Well, here we are! The year 2016 is in and we are rolling with the tide; resolutions are made and now comes the task of actualising them, so let's do just that.

By now we should be aware that falling in love and planning a wedding are incredibly romantic activities, and very often this is undertaken while wearing rose-coloured glasses.

I mean all the gifts make it seem like Christmas just passed, but there is an important gift that you must give to yourself, and that is the gift of awareness. Would you buy a car without brakes, or a house with a leaky roof?

I thought not, so why would you commit to a relationship where some things are fundamentally missing? For example, things like respect, trust, friendship, communication. And if those fundamentals are there, then the love, trust, faithfulness, and a healthy sexual relationship will just be an extension of these things.

Our entertainment-saturated society helps feed all sorts of illusions about reality. The fantasy of the perfect romantic and sexual relationship, the perfect lifestyle, and the perfect body, all prove unattainable because the reality never lives up to the expectation.

The worst fallout comes in the marriage relationship. When two people can't live up to each other's expectations, then they look for their fantasised satisfaction in the next relationship, the next experience and the next excitement. We are agriculturist by nature, so let's plant what we want.

Cultivating Happiness

A marriage or romantic relationship doesn't make you happy, but both parties can and should work together to make the relationship happy. Happiness is not something that just happens to us, and love is not something that we just fall into, even though it may seem that way when a relationship begins.

No matter how much passion there is at the start, for love and happiness to last a lifetime, they must be actively made. Love is a creation in the mind and heart; it is fashioned by acts of loving kindness, which can produce something that is at once durable and a thing of beauty.

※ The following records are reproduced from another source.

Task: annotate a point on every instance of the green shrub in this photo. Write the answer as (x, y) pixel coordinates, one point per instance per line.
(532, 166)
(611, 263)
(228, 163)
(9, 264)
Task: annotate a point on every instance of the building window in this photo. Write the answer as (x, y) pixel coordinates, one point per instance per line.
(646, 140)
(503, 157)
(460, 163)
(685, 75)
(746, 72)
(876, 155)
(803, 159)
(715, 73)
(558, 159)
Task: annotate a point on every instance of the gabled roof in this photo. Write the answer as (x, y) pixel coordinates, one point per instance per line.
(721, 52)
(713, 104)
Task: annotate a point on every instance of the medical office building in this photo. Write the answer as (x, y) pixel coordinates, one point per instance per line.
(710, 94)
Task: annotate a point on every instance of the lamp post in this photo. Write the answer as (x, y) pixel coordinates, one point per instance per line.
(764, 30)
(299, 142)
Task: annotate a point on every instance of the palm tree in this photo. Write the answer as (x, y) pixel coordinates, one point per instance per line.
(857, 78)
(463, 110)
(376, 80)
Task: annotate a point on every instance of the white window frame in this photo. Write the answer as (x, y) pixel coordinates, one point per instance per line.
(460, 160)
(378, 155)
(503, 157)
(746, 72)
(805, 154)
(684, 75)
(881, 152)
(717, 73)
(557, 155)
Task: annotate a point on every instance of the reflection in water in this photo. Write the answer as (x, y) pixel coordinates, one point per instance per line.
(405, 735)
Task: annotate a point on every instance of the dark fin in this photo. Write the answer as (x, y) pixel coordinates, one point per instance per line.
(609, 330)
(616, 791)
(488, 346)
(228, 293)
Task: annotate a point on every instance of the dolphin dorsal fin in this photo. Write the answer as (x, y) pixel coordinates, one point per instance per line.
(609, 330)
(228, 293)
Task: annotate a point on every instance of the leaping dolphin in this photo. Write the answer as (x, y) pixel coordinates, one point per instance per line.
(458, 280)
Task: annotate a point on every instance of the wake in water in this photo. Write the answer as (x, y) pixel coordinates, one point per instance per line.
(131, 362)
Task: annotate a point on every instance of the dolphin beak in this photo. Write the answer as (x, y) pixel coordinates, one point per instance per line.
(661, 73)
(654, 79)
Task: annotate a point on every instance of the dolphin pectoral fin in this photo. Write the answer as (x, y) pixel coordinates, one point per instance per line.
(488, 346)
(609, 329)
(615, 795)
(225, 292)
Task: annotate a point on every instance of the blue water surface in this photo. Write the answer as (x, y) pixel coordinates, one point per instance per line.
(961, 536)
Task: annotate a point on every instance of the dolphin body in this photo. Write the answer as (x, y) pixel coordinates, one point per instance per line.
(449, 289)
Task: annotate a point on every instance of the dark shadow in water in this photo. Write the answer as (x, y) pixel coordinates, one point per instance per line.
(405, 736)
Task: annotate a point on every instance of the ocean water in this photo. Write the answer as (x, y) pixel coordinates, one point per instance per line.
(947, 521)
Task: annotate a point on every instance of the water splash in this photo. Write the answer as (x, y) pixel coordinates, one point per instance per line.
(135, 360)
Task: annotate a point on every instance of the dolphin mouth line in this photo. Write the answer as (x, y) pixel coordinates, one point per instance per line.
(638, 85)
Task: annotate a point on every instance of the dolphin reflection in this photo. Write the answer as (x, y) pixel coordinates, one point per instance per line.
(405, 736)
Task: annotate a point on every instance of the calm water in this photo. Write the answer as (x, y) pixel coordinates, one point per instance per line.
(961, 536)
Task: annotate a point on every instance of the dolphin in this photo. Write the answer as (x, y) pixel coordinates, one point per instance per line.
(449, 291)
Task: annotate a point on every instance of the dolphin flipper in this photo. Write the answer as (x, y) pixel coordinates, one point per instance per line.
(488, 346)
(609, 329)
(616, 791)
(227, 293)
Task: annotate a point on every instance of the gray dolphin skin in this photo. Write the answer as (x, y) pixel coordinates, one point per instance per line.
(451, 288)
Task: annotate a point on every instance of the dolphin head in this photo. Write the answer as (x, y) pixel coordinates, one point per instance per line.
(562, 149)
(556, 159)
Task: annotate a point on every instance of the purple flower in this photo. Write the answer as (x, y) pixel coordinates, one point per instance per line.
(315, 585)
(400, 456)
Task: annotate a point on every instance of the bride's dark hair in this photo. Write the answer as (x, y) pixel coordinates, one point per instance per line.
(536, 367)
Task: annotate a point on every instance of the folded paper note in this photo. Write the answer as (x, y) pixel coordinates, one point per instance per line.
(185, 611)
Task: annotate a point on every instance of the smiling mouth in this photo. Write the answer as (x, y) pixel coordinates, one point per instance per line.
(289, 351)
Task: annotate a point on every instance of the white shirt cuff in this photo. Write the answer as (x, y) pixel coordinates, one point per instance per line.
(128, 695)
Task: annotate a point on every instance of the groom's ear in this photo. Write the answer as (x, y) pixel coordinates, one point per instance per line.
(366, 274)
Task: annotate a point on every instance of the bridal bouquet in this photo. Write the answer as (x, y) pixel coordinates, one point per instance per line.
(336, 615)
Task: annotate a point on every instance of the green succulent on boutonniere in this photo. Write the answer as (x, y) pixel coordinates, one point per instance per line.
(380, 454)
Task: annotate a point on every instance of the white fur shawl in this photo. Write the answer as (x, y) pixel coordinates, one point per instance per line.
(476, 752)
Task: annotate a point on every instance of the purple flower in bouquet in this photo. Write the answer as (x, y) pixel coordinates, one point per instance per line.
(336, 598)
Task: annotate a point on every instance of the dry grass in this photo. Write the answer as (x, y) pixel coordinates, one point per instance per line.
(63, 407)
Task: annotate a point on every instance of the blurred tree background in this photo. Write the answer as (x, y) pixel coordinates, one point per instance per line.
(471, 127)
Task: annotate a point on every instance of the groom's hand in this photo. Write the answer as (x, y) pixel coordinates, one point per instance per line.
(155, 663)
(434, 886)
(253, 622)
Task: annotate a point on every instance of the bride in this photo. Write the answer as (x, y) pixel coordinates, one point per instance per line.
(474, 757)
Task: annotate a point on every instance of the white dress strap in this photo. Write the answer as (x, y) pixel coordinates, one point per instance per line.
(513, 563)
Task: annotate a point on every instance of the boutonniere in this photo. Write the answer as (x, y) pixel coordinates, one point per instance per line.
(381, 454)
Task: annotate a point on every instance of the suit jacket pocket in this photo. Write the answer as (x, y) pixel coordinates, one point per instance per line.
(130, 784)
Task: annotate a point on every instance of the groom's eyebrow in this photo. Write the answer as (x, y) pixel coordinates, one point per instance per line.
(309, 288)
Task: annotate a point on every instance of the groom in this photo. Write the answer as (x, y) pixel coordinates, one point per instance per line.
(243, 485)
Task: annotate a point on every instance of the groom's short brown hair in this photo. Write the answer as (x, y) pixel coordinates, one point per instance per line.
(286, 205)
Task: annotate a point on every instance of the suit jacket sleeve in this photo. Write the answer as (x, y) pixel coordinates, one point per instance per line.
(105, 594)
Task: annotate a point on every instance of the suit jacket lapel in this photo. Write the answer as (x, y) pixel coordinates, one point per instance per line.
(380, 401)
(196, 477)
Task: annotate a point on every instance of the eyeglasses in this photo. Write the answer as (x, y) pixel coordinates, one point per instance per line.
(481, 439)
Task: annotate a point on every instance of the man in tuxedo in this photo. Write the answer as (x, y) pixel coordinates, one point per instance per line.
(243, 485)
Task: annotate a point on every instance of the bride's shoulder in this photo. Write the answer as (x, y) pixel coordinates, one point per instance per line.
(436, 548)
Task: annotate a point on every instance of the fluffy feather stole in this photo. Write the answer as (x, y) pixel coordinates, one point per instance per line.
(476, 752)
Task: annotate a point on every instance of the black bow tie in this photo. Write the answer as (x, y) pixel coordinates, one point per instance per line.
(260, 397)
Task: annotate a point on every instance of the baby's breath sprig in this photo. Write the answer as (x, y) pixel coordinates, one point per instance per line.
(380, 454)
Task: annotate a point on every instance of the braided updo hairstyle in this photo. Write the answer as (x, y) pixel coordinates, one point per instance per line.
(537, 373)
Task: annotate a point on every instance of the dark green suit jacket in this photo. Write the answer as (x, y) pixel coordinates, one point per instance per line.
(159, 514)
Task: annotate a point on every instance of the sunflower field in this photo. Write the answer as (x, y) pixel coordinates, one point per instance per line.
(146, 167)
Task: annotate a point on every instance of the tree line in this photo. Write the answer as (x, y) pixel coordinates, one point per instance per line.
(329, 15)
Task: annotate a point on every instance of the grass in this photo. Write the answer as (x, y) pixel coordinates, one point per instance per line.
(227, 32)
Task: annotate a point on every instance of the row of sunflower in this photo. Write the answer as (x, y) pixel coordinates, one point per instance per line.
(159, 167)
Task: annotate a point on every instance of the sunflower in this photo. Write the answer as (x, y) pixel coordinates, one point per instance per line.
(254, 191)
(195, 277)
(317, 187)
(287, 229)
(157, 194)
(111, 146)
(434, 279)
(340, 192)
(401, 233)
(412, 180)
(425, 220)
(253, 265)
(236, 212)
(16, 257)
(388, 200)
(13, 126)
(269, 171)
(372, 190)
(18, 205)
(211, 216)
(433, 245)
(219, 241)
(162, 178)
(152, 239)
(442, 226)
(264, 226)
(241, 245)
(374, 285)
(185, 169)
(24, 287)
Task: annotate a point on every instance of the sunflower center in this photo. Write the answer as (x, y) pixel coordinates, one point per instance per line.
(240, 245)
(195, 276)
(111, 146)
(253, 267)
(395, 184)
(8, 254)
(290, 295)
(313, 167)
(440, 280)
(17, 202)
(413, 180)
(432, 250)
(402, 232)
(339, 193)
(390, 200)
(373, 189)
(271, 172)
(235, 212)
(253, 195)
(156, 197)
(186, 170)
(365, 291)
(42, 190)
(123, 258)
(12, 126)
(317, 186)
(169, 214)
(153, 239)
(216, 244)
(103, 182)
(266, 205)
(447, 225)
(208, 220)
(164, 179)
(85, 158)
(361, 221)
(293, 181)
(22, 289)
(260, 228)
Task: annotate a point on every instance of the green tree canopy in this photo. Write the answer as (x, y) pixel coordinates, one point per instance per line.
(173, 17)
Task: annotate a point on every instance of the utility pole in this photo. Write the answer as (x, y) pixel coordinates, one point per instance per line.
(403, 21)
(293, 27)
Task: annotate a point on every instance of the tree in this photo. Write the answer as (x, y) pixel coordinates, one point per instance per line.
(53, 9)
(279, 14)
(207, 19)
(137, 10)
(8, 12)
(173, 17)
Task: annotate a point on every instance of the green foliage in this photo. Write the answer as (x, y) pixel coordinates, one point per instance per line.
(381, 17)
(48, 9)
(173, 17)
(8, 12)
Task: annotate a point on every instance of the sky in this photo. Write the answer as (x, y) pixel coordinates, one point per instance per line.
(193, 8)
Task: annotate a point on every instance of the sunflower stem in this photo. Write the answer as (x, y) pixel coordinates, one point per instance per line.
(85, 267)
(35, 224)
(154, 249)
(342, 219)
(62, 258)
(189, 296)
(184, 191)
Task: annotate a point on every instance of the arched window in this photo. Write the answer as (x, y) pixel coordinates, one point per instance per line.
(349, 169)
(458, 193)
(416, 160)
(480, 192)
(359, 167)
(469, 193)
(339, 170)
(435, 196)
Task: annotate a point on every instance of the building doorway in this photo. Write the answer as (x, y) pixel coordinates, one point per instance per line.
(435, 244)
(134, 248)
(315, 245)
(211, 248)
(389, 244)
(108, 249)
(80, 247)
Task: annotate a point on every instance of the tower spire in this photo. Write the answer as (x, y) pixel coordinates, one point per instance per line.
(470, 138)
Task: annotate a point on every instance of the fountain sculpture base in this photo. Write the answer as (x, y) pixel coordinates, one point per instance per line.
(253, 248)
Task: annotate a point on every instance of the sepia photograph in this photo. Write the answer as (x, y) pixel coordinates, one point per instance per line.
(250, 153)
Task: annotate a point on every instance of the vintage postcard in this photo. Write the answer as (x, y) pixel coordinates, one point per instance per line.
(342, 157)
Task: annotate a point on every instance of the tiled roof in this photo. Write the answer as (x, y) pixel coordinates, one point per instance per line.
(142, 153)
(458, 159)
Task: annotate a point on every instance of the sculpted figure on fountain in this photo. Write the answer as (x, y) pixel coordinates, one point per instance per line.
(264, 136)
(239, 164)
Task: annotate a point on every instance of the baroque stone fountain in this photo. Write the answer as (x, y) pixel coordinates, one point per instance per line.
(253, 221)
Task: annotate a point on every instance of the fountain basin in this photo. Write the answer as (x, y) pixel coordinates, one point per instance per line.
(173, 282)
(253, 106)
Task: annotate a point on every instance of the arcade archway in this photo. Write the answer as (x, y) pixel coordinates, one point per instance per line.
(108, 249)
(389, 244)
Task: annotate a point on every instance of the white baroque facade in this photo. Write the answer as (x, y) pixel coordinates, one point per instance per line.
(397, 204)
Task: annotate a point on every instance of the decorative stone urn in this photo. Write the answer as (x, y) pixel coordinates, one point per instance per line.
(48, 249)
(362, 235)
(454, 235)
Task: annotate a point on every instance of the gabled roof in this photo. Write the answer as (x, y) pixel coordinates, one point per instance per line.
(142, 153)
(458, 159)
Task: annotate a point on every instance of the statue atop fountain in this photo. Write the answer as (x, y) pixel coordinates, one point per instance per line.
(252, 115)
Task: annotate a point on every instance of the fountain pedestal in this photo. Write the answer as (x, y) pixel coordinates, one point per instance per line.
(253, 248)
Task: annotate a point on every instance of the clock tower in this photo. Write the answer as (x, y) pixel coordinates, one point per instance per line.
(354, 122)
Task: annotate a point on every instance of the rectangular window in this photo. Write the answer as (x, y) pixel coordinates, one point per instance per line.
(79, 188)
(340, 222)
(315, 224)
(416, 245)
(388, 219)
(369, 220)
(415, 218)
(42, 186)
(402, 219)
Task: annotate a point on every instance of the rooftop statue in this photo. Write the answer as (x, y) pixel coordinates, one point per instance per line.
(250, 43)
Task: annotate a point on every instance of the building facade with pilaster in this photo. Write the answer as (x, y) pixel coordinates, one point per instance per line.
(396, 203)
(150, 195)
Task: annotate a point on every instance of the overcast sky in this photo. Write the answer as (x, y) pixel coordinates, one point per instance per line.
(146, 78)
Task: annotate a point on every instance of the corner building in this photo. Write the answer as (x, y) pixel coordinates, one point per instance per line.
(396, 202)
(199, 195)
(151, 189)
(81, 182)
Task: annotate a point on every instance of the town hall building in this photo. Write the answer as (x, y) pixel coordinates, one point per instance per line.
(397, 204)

Creating a happy and enduring relationship requires that we understand how our underlying and often baffling personal issues impact our ability to connect with others, and, crucially, with ourselves. It calls on us to make conflict and personal pain into resources for deeper intimacy.

Apologise

You must establish a pattern of apologising if you make a mistake or hurt your partner's feelings. Saying 'I'm sorry' may be hard in the moment, but it goes a long way towards healing a rift in a relationship. Your partner will trust you more if he or she knows that you will take responsibility for your words and actions.

Express Your Needs

While it is easy to assume that your partner knows your wants and needs because you may have been together for a while, this is often not the case and can be the source of much stress in a relationship.

A healthier approach is to directly express your needs and wishes to your partner. In healthy relationships, there is respect for each partner's right to have her/his own feelings, friends, activities, and opinions.

It is unrealistic and controlling to expect or demand that your spouse must have the same beliefs and interests as you do so you can be happy. It can be oh so boring to have complete compatibility all the time, so I dare you to be just a little bit different.